El director está consciente de que es inevitable que el público de una orquesta sea tradicional. Sin embargo, se ha dado cuenta que, con el tiempo, los asistentes de antaño se mezclan con los nuevos.

"El esfuerzo por llevar gente joven a las salas sin hacer a un lado a las audiencias tradicionales lleva muchos años. Es más difícil renovar el público de lo que se cree. Para lograrlo, nosotros hacemos mucha difusión a través de redes sociales y de promoción directa con un equipo joven que comprende los medios y el lenguaje de las nuevas generaciones. Todo el año se hacen esfuerzos para realizar conciertos familiares, que siempre son llenos totales", comenta.

El truco para atraer gente distinta a la sala, sostiene, es enviar un mensaje de inclusión: dejar claro que nadie tiene que ir vestido de una manera muy elegante, que tampoco hay que saber mucho y que las entradas son 10 veces más baratas que los conciertos que se dan en el Auditorio Nacional. Restarle solemnidad es la clave.

"Pero tampoco considero aceptable banalizar la música para acercarse al público", advierte.

Un director puede sonreír, ser cortés o incluso "dar regalitos", como un movimiento corto al finalizar el concierto, dice, pero no lo es todo.

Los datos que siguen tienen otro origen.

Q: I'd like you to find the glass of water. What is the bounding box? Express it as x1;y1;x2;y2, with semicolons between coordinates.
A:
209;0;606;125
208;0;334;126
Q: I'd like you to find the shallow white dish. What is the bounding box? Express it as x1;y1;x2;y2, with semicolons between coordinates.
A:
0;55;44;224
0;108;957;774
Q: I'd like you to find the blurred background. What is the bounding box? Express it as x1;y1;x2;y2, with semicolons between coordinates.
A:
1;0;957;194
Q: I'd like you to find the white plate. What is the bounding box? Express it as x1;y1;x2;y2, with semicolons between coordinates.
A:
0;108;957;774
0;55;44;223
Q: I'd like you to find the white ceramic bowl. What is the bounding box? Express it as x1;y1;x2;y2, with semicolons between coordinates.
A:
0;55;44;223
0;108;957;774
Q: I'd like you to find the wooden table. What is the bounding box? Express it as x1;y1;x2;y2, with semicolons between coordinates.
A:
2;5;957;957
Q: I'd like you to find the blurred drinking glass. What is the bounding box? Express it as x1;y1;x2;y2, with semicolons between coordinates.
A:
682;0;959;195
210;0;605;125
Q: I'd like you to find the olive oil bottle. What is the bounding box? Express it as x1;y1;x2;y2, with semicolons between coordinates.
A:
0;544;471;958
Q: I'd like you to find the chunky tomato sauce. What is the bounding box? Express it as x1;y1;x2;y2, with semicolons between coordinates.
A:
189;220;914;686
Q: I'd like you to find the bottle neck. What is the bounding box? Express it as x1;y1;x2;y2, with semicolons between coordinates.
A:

"Hay momentos para cada cosa. Porque en la música también existe la belleza de lo siniestro. No podemos sonreír cuando tocamos una obra de Shostakovich que habla sobre una matanza en el Palacio de Invierno en 1905. No hay mucho que sonreír en el hecho que desencadenó la Revolución Rusa. Nunca subestimo la capacidad del público para comprender las cosas que a veces uno tampoco comprende".